Seuls les rares moments de suspense ne profitent pas de ce travail, se révélant assez convenus dans leur exécution.

Fluidifiant la narration comme jamais et humanisant des entités de pixels (au bout de deux minutes on oublie que l'on ne voit que des CGI), cette "technologie qui libère de la technologie" 
donne également à son réalisateur l'opportunité de retravailler ses gimmicks. L'absence de caméra permet ainsi à Spielberg de jouer plus qu'à l'accoutumée avec les reflets, verres, loupes et miroirs (l'apparition de la Licorne, de Tintin !), invitant le spectateur dans la course à l'indice, l'amenant très souvent à voir ce que voit le jeune reporter.
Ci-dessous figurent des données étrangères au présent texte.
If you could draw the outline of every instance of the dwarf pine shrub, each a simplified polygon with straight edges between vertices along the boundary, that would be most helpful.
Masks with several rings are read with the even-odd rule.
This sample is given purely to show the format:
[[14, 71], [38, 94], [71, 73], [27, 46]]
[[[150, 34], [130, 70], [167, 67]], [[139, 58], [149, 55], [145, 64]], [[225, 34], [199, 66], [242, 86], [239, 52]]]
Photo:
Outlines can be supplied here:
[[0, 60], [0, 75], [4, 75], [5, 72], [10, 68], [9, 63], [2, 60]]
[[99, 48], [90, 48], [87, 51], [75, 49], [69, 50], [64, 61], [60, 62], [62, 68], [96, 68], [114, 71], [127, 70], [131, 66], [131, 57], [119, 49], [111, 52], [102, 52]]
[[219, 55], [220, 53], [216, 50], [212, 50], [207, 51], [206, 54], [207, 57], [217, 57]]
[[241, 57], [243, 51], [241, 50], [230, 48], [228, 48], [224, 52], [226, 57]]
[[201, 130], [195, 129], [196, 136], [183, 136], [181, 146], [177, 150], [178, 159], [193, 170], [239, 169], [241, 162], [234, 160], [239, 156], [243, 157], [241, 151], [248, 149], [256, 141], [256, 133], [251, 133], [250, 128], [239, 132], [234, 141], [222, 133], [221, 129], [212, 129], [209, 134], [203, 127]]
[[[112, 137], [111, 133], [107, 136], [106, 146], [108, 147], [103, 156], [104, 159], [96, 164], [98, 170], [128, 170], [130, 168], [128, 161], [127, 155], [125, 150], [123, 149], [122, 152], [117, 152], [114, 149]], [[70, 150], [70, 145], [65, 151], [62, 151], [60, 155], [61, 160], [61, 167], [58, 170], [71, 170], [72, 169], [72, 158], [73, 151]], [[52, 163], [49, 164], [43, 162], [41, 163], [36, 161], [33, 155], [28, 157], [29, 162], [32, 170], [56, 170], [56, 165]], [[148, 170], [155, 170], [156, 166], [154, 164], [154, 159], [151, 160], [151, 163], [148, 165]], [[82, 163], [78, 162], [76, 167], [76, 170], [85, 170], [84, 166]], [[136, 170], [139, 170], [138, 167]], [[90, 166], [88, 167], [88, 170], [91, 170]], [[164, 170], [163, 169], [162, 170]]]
Dans le même ordre d'idée on dénombre une demi-douzaine de plans subjectifs dans lesquels les personnages portent à leurs yeux des jumelles, longue-vue, loupe, bouteilles, jouant ainsi avec les lunettes 3D du public.
Les trouvailles jalonnent le moindre bout d'écran, toujours dans le seul et unique but de faire vivre l'univers d'Hergé tout en impliquant l'audience. Une volonté qui trouvera son apogée dans un plan séquence inouï, fou, extravagant (on y retrouve le déjà fameux plan de la moto tyrolienne), dont l'enchaînement et le parcours du héros procure tout simplement le même plaisir, la même jouissance que lorsqu'on enchaîne des bonds acrobatiques dans un jeu vidéo de plateformes ! Depuis le temps que l'on théorise sur l'hybridation du jeu vidéo et du cinéma, voilà Spielberg qui apporte une voie radicale : se taper de gros rides en compensant la passivité du spectateur par la perfection d'un ballet d'action digne d'une Rube Goldberg machine.
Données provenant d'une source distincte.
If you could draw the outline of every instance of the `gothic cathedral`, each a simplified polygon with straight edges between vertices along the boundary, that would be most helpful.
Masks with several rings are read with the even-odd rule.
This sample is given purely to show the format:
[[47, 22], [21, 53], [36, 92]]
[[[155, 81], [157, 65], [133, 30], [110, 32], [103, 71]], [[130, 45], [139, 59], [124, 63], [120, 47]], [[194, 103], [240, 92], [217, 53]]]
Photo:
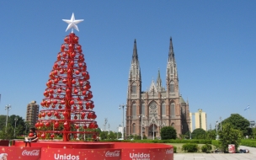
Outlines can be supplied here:
[[189, 131], [189, 103], [179, 94], [172, 38], [166, 68], [166, 88], [162, 86], [158, 71], [157, 82], [152, 81], [147, 91], [141, 91], [141, 74], [136, 41], [134, 41], [126, 106], [126, 136], [141, 136], [142, 128], [142, 135], [148, 139], [159, 138], [161, 128], [169, 125], [176, 130], [178, 137]]

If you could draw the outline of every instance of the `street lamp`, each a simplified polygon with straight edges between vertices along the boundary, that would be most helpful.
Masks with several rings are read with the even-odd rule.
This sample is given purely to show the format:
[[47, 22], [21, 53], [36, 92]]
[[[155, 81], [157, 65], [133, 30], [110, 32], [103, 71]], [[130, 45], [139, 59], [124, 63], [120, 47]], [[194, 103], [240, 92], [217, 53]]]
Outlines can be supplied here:
[[221, 129], [222, 129], [222, 126], [221, 126], [221, 117], [220, 117], [220, 122], [221, 122]]
[[27, 122], [25, 122], [25, 126], [26, 126], [25, 136], [27, 136], [28, 125], [29, 125], [29, 124], [28, 124]]
[[15, 117], [14, 120], [15, 120], [15, 126], [14, 126], [14, 138], [15, 138], [16, 137], [16, 123], [17, 123], [18, 118]]
[[108, 118], [105, 118], [105, 120], [104, 120], [104, 131], [106, 131], [106, 125], [108, 123]]
[[139, 117], [141, 119], [141, 140], [143, 140], [143, 136], [142, 136], [142, 118], [143, 118], [143, 115], [140, 115]]
[[153, 118], [155, 118], [155, 113], [153, 113], [153, 117], [152, 118], [152, 121], [153, 122], [153, 140], [155, 139], [155, 120], [153, 120]]
[[120, 104], [120, 106], [119, 106], [119, 109], [120, 109], [121, 108], [123, 108], [123, 128], [122, 128], [122, 139], [124, 140], [124, 132], [125, 132], [125, 125], [124, 125], [124, 123], [125, 123], [125, 120], [124, 120], [124, 118], [125, 118], [125, 112], [124, 112], [124, 108], [125, 107], [125, 109], [126, 109], [126, 105], [125, 104]]
[[218, 140], [219, 139], [219, 136], [218, 136], [218, 120], [216, 121], [216, 140]]
[[121, 125], [119, 125], [119, 126], [117, 127], [117, 132], [116, 132], [116, 139], [118, 140], [118, 132], [119, 132], [119, 128], [120, 127]]
[[109, 128], [110, 128], [110, 125], [109, 124]]
[[5, 132], [7, 130], [7, 122], [8, 122], [8, 113], [9, 113], [9, 109], [12, 108], [11, 104], [8, 104], [5, 106], [5, 109], [7, 109], [7, 115], [6, 115], [6, 123], [5, 123]]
Les Aventures De Tintin : Le Secret De La Licorne
 

Dans La Guerre Des Mondes, le personnage de Tom Cruise était présenté aux commandes d'une grue sur un port. Manière très spielbergienne d'effectuer une analogie avec les armadas sur pattes extra-terrestres. En 2005 il ne pouvait guère faire plus. S'il fallait une preuve supplémentaire de ce que représente pour l'auteur de Saving Private Ryan ce nouvel outil, il n'y a qu'à voir ce qu'il fait de ces mêmes grues à la fin de Tintin... Le cinéaste offre ainsi au petit reporter de la rue du Labrador un spectacle absolu, en totale adéquation avec l'esprit de la BD, satisfaisant près de trente ans d'attente qu'il compensait de temps à autres à sa manière (comme avec sa propre version du projet inachevé d'Hergé Un Jour D'Hiver, Dans Un Aéroport).

Malgré tout certains s'évertueront à voir en Spielberg un ennemi prêt à vampiriser la culture européenne, quitte à le deviner dans le film sous les traits du méchant, le collectionneur Ivanovitch Sakharine, prêt à tout pour "posséder" la Licorne. 
Spielberg est bien présent dans le film :  c'est le brocanteur qui laisse à Tintin la maquette à l'origine de l'aventure.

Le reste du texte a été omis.